This year, National Library Week is April 23-29, and that got us thinking about the best places to read a book at Metro Parks…
Highbanks Nature Center Library
A classic. The library inside of Highbanks’ nature center is the perfect spot to curl up with a book – especially on a rainy day. Bring your own book, or borrow one off the shelf! The Innis House at Inniswood also has a library where you can sit and read through books, and learn about local flora and fauna.
Battelle Darby Creek’s Hammock Nook
After stopping at your local library to pick up a book, head on over to Battelle Darby Creek, where there’s a hammock nook tucked behind the nature center! Enjoy a quiet, relaxing afternoon in the shade with your nose buried in a book. If you don’t have a hammock, don’t fret, stop by the nature center to borrow one of theirs!
The Adirondack Chairs at Rocky Fork
Tucked away under the shade of the shelter house, the adirondack chairs at Rocky Fork Metro Park overlook the prairies of the park and provide a nice, quiet place to enjoy an evening of reading.
On A Swinging Bench, Overlooking Downtown
If you’re looking for a more urban place to read, try out the swinging benches at Scioto Audubon. There’s great views of downtown, and it’s not far from two Columbus Metropolitan Library branches!
Of course, you can bring your picnic blanket or find a bench or table at any one of the Metro Parks to settle in with a good book, and all Ohio residents can get a Columbus Metropolitan Library card for free!
Need a recommendation?
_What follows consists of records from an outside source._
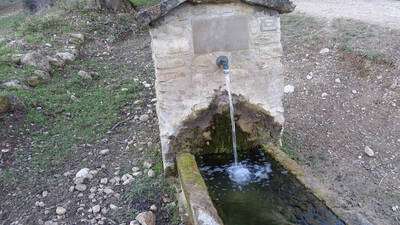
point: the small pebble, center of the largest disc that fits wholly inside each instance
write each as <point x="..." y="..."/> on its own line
<point x="60" y="210"/>
<point x="368" y="151"/>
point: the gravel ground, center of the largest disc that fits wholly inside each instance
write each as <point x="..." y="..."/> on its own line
<point x="344" y="104"/>
<point x="380" y="12"/>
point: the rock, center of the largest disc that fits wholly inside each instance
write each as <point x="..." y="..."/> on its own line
<point x="104" y="151"/>
<point x="135" y="169"/>
<point x="153" y="208"/>
<point x="82" y="175"/>
<point x="96" y="209"/>
<point x="84" y="75"/>
<point x="104" y="211"/>
<point x="44" y="75"/>
<point x="37" y="60"/>
<point x="77" y="38"/>
<point x="66" y="56"/>
<point x="5" y="104"/>
<point x="56" y="61"/>
<point x="146" y="218"/>
<point x="80" y="187"/>
<point x="33" y="81"/>
<point x="134" y="222"/>
<point x="324" y="51"/>
<point x="39" y="204"/>
<point x="15" y="58"/>
<point x="103" y="181"/>
<point x="288" y="89"/>
<point x="137" y="174"/>
<point x="144" y="118"/>
<point x="60" y="210"/>
<point x="151" y="173"/>
<point x="113" y="207"/>
<point x="44" y="194"/>
<point x="147" y="164"/>
<point x="126" y="179"/>
<point x="108" y="191"/>
<point x="368" y="151"/>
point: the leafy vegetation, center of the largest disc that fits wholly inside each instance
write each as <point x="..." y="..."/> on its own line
<point x="68" y="110"/>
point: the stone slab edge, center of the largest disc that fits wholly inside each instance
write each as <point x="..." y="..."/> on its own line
<point x="152" y="13"/>
<point x="309" y="182"/>
<point x="199" y="204"/>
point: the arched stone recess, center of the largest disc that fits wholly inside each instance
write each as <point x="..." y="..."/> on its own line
<point x="208" y="130"/>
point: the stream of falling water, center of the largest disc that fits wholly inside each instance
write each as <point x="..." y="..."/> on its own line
<point x="232" y="113"/>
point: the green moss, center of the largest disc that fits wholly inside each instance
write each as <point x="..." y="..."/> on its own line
<point x="188" y="171"/>
<point x="139" y="3"/>
<point x="282" y="158"/>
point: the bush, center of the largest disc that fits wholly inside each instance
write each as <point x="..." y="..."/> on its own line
<point x="36" y="5"/>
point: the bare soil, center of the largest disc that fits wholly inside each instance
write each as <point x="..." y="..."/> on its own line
<point x="345" y="100"/>
<point x="384" y="13"/>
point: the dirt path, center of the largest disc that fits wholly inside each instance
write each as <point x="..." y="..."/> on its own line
<point x="346" y="98"/>
<point x="380" y="12"/>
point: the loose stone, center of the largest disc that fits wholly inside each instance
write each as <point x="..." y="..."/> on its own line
<point x="96" y="209"/>
<point x="151" y="173"/>
<point x="60" y="210"/>
<point x="104" y="151"/>
<point x="369" y="152"/>
<point x="288" y="89"/>
<point x="80" y="187"/>
<point x="147" y="165"/>
<point x="39" y="204"/>
<point x="153" y="208"/>
<point x="135" y="169"/>
<point x="324" y="51"/>
<point x="103" y="181"/>
<point x="113" y="207"/>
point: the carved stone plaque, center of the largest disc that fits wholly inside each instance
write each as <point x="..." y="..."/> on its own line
<point x="220" y="34"/>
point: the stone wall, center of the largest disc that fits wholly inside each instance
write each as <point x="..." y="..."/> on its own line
<point x="185" y="45"/>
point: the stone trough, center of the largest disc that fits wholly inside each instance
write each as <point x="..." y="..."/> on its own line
<point x="192" y="104"/>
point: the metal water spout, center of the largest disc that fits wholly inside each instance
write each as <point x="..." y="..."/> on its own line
<point x="223" y="61"/>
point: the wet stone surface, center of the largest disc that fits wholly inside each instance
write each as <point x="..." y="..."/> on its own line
<point x="272" y="196"/>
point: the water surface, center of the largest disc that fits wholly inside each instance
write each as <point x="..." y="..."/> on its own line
<point x="270" y="197"/>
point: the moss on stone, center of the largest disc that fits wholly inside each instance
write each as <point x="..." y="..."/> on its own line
<point x="188" y="171"/>
<point x="282" y="158"/>
<point x="221" y="136"/>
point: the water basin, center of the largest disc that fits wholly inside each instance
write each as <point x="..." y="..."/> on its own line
<point x="271" y="196"/>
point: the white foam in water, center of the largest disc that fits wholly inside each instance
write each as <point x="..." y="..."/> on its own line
<point x="239" y="174"/>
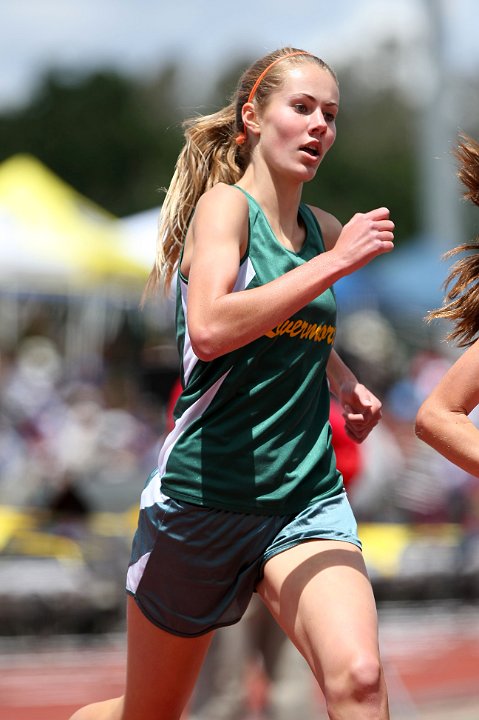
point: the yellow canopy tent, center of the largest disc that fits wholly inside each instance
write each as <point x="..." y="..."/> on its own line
<point x="52" y="238"/>
<point x="55" y="244"/>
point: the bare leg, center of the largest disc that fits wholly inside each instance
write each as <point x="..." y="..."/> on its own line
<point x="320" y="594"/>
<point x="161" y="672"/>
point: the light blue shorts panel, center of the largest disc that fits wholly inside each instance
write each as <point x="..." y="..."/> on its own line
<point x="194" y="569"/>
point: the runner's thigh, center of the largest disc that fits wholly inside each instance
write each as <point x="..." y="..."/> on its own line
<point x="320" y="594"/>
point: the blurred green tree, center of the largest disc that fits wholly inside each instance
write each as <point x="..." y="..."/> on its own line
<point x="103" y="134"/>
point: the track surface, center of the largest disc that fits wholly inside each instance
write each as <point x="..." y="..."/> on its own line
<point x="431" y="659"/>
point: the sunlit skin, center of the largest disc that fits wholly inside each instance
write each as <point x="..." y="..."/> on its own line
<point x="442" y="420"/>
<point x="300" y="117"/>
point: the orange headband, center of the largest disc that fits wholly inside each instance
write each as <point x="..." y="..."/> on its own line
<point x="241" y="137"/>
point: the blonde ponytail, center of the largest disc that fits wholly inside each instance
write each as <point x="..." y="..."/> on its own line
<point x="210" y="155"/>
<point x="216" y="150"/>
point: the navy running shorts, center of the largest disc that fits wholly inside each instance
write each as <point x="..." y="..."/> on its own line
<point x="194" y="569"/>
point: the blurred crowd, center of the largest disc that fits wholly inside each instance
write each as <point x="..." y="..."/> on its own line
<point x="61" y="431"/>
<point x="78" y="443"/>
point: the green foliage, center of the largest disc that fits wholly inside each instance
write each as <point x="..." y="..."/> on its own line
<point x="116" y="140"/>
<point x="103" y="134"/>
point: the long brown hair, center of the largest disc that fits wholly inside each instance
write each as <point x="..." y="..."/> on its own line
<point x="461" y="302"/>
<point x="211" y="155"/>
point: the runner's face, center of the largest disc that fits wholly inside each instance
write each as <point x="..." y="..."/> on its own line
<point x="298" y="125"/>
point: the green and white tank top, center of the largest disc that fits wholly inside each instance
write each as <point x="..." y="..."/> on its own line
<point x="252" y="431"/>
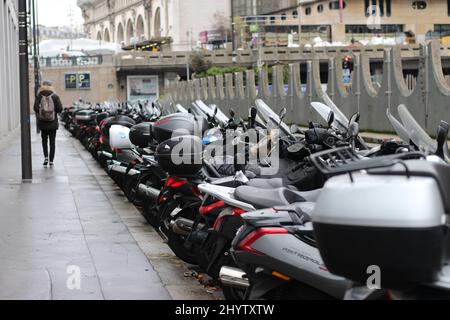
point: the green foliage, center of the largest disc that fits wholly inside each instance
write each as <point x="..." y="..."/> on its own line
<point x="199" y="63"/>
<point x="215" y="71"/>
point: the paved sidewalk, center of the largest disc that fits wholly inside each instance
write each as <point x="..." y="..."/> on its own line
<point x="74" y="215"/>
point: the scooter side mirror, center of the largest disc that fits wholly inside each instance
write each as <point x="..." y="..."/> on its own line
<point x="442" y="136"/>
<point x="330" y="119"/>
<point x="283" y="114"/>
<point x="353" y="130"/>
<point x="295" y="129"/>
<point x="253" y="113"/>
<point x="354" y="119"/>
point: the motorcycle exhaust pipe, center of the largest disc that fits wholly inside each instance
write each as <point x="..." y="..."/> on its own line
<point x="117" y="168"/>
<point x="149" y="192"/>
<point x="104" y="155"/>
<point x="233" y="277"/>
<point x="182" y="226"/>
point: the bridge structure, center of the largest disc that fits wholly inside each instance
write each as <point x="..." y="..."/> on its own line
<point x="428" y="101"/>
<point x="269" y="56"/>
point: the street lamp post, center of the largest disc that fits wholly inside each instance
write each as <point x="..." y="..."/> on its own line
<point x="27" y="172"/>
<point x="35" y="56"/>
<point x="233" y="36"/>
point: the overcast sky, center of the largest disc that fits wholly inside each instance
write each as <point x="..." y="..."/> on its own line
<point x="56" y="12"/>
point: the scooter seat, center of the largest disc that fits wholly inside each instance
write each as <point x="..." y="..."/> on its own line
<point x="275" y="183"/>
<point x="267" y="198"/>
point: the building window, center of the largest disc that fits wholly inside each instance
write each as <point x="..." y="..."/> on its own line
<point x="384" y="29"/>
<point x="388" y="7"/>
<point x="441" y="30"/>
<point x="419" y="5"/>
<point x="334" y="5"/>
<point x="367" y="8"/>
<point x="381" y="5"/>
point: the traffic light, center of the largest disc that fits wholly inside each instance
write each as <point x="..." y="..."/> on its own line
<point x="347" y="63"/>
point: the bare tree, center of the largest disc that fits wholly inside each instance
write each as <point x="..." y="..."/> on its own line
<point x="221" y="23"/>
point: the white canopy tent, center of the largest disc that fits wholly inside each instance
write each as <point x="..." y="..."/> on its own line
<point x="77" y="47"/>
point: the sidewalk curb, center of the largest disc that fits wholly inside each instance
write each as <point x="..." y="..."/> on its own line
<point x="9" y="137"/>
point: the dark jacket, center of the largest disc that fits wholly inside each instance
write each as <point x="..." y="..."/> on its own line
<point x="47" y="91"/>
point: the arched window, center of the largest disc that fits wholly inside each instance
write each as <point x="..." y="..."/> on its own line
<point x="334" y="5"/>
<point x="419" y="5"/>
<point x="120" y="34"/>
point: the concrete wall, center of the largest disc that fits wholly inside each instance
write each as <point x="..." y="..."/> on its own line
<point x="429" y="101"/>
<point x="402" y="13"/>
<point x="9" y="64"/>
<point x="182" y="20"/>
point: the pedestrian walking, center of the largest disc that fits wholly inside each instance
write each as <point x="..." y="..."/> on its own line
<point x="47" y="107"/>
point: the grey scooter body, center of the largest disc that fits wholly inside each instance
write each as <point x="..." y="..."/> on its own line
<point x="291" y="253"/>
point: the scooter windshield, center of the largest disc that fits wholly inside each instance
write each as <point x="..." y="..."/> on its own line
<point x="220" y="116"/>
<point x="398" y="127"/>
<point x="181" y="109"/>
<point x="324" y="112"/>
<point x="269" y="116"/>
<point x="339" y="116"/>
<point x="417" y="135"/>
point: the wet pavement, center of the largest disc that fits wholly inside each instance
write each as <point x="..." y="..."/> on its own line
<point x="73" y="220"/>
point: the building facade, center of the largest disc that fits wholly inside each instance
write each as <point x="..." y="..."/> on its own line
<point x="46" y="33"/>
<point x="9" y="66"/>
<point x="361" y="19"/>
<point x="305" y="21"/>
<point x="175" y="24"/>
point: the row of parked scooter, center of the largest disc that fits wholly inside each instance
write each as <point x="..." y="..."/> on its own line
<point x="290" y="213"/>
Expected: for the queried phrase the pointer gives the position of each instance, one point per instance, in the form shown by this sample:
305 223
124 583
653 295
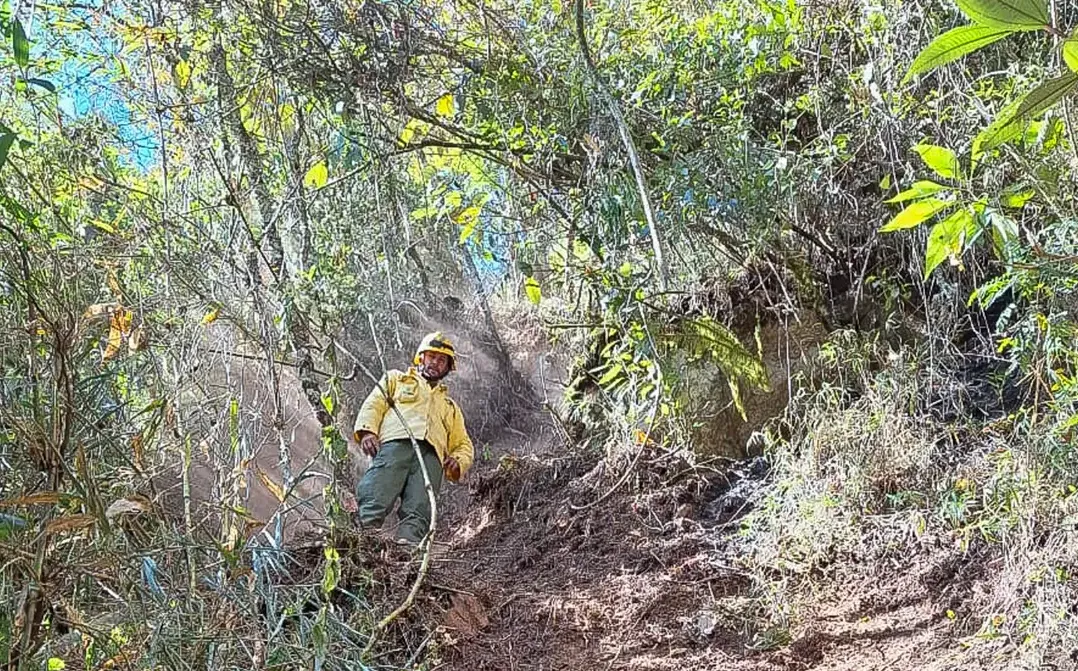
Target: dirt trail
524 582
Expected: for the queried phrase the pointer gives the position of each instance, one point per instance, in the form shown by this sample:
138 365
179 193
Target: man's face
433 365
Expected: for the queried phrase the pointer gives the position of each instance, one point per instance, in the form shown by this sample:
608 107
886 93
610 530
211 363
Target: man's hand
369 443
452 469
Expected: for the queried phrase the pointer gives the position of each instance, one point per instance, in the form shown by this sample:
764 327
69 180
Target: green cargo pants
395 474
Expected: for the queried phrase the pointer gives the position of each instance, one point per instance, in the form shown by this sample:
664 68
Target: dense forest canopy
842 233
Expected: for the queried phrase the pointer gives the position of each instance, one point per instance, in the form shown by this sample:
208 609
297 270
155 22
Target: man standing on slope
428 414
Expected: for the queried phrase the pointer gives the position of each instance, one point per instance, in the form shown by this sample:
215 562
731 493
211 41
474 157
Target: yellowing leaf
137 341
182 73
317 176
939 159
120 325
953 44
445 107
1070 53
533 289
918 190
915 215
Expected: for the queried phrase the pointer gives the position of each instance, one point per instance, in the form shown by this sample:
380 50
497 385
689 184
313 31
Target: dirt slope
524 580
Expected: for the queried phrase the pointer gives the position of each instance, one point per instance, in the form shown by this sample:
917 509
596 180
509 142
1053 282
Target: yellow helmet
437 342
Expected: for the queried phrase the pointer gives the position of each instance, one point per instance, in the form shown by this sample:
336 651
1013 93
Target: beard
429 377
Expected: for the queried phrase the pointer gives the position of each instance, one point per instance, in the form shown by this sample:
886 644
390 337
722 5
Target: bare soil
531 574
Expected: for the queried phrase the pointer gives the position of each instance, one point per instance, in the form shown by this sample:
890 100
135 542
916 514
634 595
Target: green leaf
468 219
1070 53
941 160
182 73
444 107
533 289
948 238
1009 14
19 43
952 45
5 141
331 575
317 176
1018 114
42 83
610 374
16 210
918 190
1017 199
915 214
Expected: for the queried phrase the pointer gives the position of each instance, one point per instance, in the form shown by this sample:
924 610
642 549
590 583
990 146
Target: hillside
764 312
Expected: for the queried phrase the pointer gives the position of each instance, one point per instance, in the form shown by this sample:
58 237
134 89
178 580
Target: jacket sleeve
376 405
460 446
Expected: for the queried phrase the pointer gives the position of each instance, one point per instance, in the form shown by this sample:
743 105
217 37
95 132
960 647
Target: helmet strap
432 381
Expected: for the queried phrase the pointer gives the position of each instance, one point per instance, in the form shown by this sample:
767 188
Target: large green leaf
915 215
918 190
1070 53
954 44
1007 14
941 160
948 238
19 44
1018 114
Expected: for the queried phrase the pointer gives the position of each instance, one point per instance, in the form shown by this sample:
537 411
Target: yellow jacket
429 413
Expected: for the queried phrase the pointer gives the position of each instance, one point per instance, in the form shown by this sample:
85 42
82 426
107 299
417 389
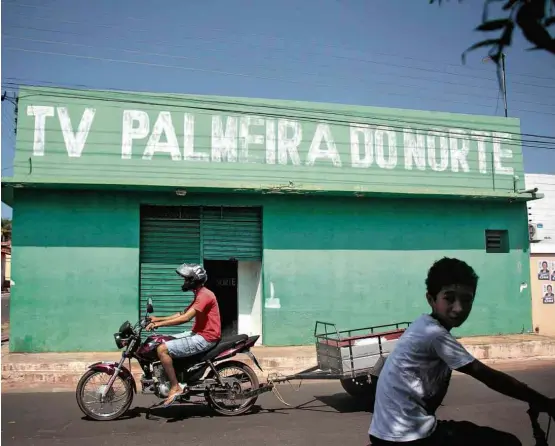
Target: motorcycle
214 387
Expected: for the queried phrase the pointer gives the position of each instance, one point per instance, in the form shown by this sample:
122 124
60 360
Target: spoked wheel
89 393
240 378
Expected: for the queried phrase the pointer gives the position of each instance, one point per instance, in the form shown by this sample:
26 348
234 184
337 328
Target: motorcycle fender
109 367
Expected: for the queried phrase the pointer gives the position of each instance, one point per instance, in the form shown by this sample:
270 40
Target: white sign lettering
222 138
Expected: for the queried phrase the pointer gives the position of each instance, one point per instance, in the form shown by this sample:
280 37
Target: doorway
222 281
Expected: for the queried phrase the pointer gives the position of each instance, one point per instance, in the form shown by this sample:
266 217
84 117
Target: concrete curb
63 370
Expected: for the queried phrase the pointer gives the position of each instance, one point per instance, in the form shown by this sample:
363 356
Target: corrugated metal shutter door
169 236
231 232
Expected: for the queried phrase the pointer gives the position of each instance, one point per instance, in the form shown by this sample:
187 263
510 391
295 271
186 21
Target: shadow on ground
337 403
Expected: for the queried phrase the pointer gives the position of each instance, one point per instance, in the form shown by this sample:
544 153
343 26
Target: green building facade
299 211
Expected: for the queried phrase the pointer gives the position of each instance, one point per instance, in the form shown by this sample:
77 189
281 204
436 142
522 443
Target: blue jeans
187 344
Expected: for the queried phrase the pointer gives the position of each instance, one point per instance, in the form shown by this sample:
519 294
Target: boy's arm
507 385
458 358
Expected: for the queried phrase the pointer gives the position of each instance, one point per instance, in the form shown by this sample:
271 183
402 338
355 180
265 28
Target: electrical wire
208 105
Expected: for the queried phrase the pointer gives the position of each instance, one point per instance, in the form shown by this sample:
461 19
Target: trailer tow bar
310 374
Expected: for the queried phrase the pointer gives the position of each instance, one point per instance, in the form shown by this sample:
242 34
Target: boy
416 375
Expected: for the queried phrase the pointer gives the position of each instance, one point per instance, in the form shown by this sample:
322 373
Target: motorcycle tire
250 402
79 396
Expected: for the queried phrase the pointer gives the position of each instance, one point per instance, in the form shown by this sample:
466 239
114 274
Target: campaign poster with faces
548 295
546 270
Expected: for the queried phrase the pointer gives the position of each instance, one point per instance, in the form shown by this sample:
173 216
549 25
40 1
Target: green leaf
509 5
493 25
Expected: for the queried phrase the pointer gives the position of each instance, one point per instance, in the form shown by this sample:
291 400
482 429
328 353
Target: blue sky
393 53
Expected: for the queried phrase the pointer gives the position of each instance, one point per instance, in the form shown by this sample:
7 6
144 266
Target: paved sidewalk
62 370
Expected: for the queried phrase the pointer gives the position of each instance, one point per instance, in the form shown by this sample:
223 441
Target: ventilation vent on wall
497 241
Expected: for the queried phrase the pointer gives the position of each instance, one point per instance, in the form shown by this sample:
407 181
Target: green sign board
106 137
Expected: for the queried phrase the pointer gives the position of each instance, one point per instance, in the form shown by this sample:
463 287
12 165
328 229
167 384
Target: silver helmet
194 275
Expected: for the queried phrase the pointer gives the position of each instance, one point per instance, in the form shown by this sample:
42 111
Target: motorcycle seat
223 345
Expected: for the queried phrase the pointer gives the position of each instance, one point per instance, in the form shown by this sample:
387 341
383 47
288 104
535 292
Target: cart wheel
361 388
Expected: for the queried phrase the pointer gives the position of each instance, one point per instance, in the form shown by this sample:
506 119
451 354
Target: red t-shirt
207 320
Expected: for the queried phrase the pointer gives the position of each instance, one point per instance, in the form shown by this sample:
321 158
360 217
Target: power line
140 52
73 22
208 105
229 73
315 43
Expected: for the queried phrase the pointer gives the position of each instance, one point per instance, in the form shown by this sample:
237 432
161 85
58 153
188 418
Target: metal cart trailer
354 357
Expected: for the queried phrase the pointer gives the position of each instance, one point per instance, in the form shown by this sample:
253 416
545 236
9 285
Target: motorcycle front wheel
119 397
242 380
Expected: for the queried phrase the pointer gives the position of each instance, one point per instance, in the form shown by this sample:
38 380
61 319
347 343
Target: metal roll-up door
169 236
231 232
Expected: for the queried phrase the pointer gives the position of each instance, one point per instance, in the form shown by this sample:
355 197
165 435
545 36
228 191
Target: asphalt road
321 414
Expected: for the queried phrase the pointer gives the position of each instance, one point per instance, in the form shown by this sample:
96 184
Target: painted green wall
356 262
76 269
106 137
362 263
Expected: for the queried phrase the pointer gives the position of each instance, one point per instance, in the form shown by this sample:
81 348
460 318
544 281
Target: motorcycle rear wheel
247 405
79 394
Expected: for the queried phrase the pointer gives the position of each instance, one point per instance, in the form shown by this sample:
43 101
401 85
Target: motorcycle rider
206 330
416 375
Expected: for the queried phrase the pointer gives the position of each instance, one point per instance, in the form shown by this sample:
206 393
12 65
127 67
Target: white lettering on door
368 159
163 125
224 144
323 134
40 113
75 142
130 132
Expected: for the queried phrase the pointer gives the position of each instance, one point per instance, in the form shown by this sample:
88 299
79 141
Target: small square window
497 241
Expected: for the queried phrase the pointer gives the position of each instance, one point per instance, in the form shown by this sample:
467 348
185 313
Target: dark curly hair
450 271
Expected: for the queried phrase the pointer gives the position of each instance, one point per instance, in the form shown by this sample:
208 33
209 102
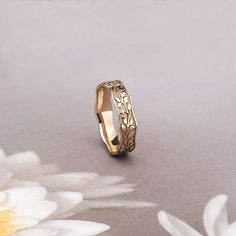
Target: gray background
177 59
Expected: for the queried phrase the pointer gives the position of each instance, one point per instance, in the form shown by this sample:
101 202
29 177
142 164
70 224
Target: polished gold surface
122 139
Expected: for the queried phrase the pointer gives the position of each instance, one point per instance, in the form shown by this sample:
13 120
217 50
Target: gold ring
109 94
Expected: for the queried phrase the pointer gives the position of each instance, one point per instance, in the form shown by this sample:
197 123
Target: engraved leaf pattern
127 120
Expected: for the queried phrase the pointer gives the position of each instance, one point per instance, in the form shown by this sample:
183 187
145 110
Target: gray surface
177 58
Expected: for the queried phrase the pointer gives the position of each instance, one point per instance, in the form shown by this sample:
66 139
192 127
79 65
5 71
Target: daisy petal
36 232
230 231
215 216
175 226
65 201
16 195
75 228
37 209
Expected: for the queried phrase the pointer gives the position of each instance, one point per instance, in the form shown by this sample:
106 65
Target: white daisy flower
215 221
25 169
26 211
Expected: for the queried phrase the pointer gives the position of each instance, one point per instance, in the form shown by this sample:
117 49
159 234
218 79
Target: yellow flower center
8 225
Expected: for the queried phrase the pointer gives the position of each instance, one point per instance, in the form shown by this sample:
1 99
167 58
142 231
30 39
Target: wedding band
109 94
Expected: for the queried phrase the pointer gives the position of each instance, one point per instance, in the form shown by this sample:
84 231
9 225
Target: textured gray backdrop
177 59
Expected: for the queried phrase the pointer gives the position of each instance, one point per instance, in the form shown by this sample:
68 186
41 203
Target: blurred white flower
24 211
35 198
215 220
25 169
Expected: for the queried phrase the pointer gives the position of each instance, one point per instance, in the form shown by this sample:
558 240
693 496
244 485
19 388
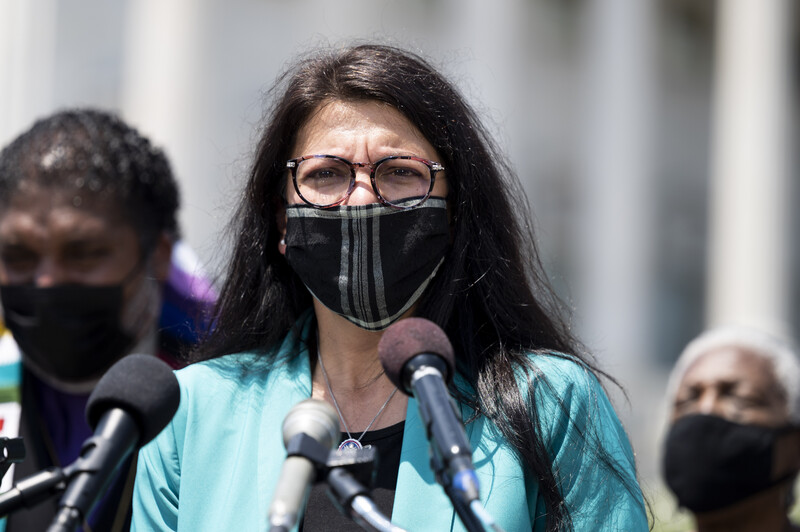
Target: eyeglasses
327 180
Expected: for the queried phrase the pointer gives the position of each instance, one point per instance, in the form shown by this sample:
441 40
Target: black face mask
72 332
367 263
710 462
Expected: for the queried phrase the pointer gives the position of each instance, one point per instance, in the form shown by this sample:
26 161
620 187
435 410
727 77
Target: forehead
733 365
340 127
46 212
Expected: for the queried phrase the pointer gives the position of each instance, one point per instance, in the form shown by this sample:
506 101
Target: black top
321 514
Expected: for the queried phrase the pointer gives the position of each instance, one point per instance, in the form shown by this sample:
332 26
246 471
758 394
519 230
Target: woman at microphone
374 195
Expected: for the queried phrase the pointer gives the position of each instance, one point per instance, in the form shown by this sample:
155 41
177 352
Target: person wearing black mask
87 275
732 450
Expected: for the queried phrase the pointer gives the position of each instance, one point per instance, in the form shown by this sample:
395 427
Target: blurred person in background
91 269
732 450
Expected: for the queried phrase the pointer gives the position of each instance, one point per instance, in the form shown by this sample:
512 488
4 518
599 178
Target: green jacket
216 464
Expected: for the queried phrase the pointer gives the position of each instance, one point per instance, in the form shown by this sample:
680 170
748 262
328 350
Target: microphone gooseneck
131 404
418 358
312 424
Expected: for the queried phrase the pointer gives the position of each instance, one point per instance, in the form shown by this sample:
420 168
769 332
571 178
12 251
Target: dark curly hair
95 152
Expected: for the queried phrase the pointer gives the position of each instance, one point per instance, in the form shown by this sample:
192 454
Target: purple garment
64 416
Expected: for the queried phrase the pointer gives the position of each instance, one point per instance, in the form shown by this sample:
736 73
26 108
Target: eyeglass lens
324 181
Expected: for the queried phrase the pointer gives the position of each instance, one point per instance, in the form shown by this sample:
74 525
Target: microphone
418 358
130 405
310 431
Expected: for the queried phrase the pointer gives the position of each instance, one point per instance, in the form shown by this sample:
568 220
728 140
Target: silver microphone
317 420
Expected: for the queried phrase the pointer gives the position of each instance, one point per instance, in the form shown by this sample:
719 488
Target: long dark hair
491 296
Metro Parks’ Visitor Engagement team recommends these books:
- Virginia recommends Bugs Bunny: 50 Years and Only One Grey Hare by Joe Adamson or The Devil’s Music Master by Sam H. Shirakawa.
- Holly recommends Meet Me in the Bathroom by Lizzy Goodman or Little Weirds by Jenny Slate.
- Liz recommends In Cold Blood by Truman Capote or The Anthropocene Reviewed by John Green.
- Camille recommends The Night Circus by Erin Morgenstern or Braiding Sweetgrass by Robin Wall Kimmerer.
- Jill recommends The Great Kapok Tree by Lynne Cherry or The Midnight Library by Matt Haig.